AS Greenback slides, US official talks up the dollar at world economic forum

       The US government is concerned about overall demand for Treasuries, not appetite from individual countries, said david Dollar, the US Treasury Department's economic and financial emissary to China.
       "The interest rate on long-term treasury bonds is at a very low level by historical standards," Dollar said yesterday at the World Economic Forum meeting in Dalian, China.
       "That says that the market has confidence the US will get the fiscal problem under control."
       Chinese Premier Wen Jiabao said in March that the Asian nation was "worried" about the safety of its investment in US debt, as a weakening dollar erodes the value of its record US$2.1 trillion (Bt68 trillion) of foreign-exchange reserves.

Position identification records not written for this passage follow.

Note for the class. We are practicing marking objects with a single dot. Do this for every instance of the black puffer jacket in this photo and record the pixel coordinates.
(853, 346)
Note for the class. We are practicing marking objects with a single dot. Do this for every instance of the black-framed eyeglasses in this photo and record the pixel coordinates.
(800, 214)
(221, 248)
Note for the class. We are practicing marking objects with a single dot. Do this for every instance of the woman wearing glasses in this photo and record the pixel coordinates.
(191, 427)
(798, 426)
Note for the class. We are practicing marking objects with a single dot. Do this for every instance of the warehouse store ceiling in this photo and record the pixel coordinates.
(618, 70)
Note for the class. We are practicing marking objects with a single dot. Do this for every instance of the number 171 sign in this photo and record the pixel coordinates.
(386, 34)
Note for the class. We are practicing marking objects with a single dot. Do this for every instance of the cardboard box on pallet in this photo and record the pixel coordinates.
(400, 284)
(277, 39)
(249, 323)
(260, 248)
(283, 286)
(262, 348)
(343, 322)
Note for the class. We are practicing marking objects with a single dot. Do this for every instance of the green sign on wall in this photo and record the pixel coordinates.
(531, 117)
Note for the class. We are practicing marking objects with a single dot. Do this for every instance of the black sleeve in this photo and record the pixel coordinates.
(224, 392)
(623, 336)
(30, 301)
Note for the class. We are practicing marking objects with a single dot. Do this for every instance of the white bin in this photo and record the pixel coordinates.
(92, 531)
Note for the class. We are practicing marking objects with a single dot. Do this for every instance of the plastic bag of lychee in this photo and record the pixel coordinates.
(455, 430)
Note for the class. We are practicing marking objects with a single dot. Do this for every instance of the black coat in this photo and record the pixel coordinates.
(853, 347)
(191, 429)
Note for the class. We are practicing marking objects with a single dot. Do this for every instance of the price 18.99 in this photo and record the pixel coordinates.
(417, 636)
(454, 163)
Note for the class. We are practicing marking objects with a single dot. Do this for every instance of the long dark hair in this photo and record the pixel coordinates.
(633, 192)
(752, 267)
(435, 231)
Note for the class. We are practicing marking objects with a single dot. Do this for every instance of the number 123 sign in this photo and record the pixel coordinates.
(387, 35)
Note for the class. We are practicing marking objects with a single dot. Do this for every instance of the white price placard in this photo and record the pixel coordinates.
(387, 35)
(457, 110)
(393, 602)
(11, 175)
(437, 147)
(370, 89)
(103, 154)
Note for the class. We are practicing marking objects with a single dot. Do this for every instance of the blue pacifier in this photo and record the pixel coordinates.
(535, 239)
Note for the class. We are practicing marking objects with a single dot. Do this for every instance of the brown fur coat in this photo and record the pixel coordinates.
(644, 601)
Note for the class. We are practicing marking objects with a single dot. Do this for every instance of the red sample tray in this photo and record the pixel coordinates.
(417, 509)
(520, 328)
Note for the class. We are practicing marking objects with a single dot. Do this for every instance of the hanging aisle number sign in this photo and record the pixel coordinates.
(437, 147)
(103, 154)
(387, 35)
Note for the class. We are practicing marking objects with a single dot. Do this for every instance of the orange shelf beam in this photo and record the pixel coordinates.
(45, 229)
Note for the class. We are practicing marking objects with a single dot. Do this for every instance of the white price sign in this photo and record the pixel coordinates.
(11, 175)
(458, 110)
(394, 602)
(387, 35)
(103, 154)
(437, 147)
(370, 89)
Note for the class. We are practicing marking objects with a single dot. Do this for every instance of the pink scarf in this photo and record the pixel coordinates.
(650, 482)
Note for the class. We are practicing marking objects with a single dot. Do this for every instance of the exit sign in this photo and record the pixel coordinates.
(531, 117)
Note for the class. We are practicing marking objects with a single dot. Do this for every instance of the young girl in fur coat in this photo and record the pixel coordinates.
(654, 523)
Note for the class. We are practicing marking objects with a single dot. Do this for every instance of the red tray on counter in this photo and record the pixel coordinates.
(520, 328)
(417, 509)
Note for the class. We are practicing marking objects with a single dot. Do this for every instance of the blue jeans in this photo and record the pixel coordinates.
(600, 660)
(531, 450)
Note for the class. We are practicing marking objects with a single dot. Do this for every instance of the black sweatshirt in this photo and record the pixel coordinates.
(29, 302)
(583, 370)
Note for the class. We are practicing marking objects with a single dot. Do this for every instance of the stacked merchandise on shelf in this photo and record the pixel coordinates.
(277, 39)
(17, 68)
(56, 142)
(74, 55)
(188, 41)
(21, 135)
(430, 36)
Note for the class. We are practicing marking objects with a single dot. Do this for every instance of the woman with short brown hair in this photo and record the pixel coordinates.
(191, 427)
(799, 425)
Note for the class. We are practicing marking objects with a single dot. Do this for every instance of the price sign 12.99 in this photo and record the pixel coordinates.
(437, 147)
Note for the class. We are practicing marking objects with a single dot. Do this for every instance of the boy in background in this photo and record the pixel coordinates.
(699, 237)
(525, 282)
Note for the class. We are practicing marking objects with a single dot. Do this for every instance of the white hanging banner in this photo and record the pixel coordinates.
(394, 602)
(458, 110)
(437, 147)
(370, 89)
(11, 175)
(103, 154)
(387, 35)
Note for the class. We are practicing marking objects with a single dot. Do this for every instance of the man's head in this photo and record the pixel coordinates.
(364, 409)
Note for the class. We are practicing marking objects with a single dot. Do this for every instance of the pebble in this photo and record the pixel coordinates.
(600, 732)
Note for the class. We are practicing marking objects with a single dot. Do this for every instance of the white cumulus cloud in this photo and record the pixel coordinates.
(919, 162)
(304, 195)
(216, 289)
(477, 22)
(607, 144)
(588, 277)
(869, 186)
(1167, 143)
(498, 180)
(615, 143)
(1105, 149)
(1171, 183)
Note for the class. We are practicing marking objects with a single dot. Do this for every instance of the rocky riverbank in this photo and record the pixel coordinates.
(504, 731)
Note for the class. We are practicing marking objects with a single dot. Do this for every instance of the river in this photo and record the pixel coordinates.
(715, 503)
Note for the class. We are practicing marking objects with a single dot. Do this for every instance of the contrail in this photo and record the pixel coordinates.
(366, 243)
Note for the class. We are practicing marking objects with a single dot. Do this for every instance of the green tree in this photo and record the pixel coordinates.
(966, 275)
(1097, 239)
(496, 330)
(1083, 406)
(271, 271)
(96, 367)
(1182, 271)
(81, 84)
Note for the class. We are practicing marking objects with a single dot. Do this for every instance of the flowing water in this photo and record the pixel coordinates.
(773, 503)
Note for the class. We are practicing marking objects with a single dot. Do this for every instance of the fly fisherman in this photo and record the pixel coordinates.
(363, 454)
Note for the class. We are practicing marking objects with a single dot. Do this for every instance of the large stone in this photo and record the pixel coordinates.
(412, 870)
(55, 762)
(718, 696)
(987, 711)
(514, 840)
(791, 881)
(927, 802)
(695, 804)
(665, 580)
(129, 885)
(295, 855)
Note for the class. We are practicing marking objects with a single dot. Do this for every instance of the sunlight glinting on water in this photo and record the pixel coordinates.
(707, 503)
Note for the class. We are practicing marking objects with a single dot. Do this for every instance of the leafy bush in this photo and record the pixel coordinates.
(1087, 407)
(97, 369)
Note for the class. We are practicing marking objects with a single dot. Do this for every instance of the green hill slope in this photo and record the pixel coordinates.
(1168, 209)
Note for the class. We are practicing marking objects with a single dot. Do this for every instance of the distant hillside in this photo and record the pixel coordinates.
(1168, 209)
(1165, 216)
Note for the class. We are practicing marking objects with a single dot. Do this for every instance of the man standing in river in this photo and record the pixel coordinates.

       President Barack Obama is relying on China to sustain buying of Treasuries amid record amounts of debt sales to fund a %787-billion stimulus spending package.
       Treasuries of all maturities have lost 2.88 per cent so far this year, after returning 14 per cent in 2008, indexes from Merrill Lynch show.
       The Dollar Index, which tracks the greenback against the currencies of six major US trading partners, fell yesterday to the lowest level since September, 2008.
       Chinese investors have doubled their holdings of US government bonds in the past three years to $776 billion as of June, acording to Treasury data.
       Diversification of currency reserves by China "makes some sense" due to their huge scale, said Dollar, who was formerly the World Bank's country director for China and Mongolia and ws named emissary to China in June.
       "It is healthy to have a veriety of different reserve-type of currencies," he said.
       In an interview with Bloomberg Television, Dollar said that countries still favoured holding reserves in dollars because of the breadth of the US market.
       "The US dollar happens to be the best choice," he said. "It is one of the few very good places where you can put large amounts of assets and have confidence of their future value."
       People's Bank of China governor Zhou Xiaochuan urged the International Monetary Fund in March to create a "super-sovereign reserve currency" to replace the dollar.
       The goal is to have a currency "disconnected" from individual nations and one that remains stable in the long run, Zhou said.
       Ten-year Tresuries yielded 3.34 per cent yesterday compared with the year's high of 4 per cent reached in June. The 30-year bond offered 4.28 per cent, dropping from its June peak of 4.84 per cent.
       Dollar said the US welcomes foreign investment, but it is not especially dependent onthat to fund its fiscal deficit. He said the shortfall is about 10 per cent of the nation's economy.

       The People's Bank of China governor urged the International Monetary Fund to create a super-sovereign reserve currency to replace the dollar.